A perspectiva do setor privado

É importante notar que incluir a sociedade que depende do sistema público de saúde nas decisões referentes aos investimentos públicos na área não exclui a participação do setor privado. O entendimento demonstrado no painel foi que essa indústria alavanca as economias de todos os países, ao utilizar tecnologia de ponta e inteligência nacionais. Isto é especialmente importante para um país em desenvolvimento, como o Brasil, embora ainda não seja uma realidade, como demonstram os dados da Organização Mundial da Saúde e da Organização Mundial do Comércio, nos quais o país ocupa a 14a posição no mercado global de saúde, dominando apenas 0,5% dele na exportação de remédios e produtos de saúde. Ouvir os empresários, portanto, é importante, neste sentido.

Ogari Pacheco, presidente da Cristália, empresa brasileira de produtos químicos e farmacêuticos, foi o segundo palestrante. Ele introduziu a ótica empresarial no painel, lançando uma pergunta: “Inovamos porque crescemos ou crescemos porque inovamos? Não há resposta correta. Crescimento e inovação são indissociáveis, principalmente nas regras do mercado atual, no qual a grande competitividade, determina investimentos permanentes em ciência e tecnologia”, explicou.

Indo adiante, Pacheco argumentou que esta forma de ver crescimento e inovação justifica o valor que as indústrias devem dar aos cientistas e as universidades. Traduzido em ações, isso se faz “através de investimentos em centros de pesquisa e laboratórios universitários, na criação de espaços semelhantes a estes dentro das empresas, captando projetos científicos em desenvolvimento nas universidades, conhecendo estreitamente os grupos de pesquisadores nas regiões onde a empresa atua e nos setores no qual produz”.

O membro titular da ABC José Fernando Perez, diretor-presidente da Recepta Biopharma, empresa de biotecnologia no tratamento do câncer, foi o último palestrante do painel. Ele apresentou um levantamento com mais motivos para as empresas investirem em saúde no Brasil e ampararem-se na ciência. Para investir em saúde no país, ele citou a existência de pessoal científico e técnico altamente qualificado, excelentes instalações hospitalares com médicos e pessoal técnico com documentada experiência para a realização de testes clínicos, excelentes gestores oriundos da academia, custos operacionais menores quando comparados aos centros tradicionais, acesso a pacientes para a realização de testes clínicos de Fase I e II. “É fácil, se comparado aos centros tradicionais, tais como Estados Unidos, Europa e Japão. O motivo para trabalhar com cientistas brasileiros é a confiança na parceria, que interessa à indústria e à comunidade científica, o que garante execução de um bom negócio para ambos”, resumiu.

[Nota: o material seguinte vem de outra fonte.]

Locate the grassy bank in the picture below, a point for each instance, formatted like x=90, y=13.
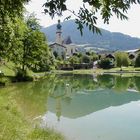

Após as apresentações, os empresários aproveitaram o interesse da plateia para expor diversos produtos criados por suas empresas nos últimos anos, aplicando conhecimento científico e investindo em tecnologia e inovação. Entre uma pergunta e outra, eles explicaram que as indústria investem estrategicamente a partir do mercado. “A indústria não é uma agência de fomento, o seu investimento em ciência, tecnologia e inovação é realizado para atender às demandas da própria indústria, mas no contexto de parceria esse inv
estimento leva benefícios para outros setores, a exemplo da universidade”, explicou Perez.

Por ser difícil separar os setores público e privado quando o assunto é saúde, o preço do medicamento no Brasil também foi questionado. Pacheco explicou que o alto preço do remédio é causado pelo custo elevado dessa produção no país. “Mesmo assim, o investimento em C,T&I continua sendo feito, porque só assim não fazemos cópias e sim produtos inovadores, que aumentam nossa competitividade e abrem novas perspectivas de tratamento”, respondeu.

O painel C,T&I na Saúde foi encerrado tendo oferecido duas visões sobre o tema, uma para o setor público e outra para o setor privado. Uma pergunta, no entanto, ficou no ar: sendo o governo federal cliente da indústria e investidor da pesquisa nessa área, ciência, tecnologia e inovação não deveriam beneficiar a saúde de todos os brasileiros e o ciclo da saúde por completo?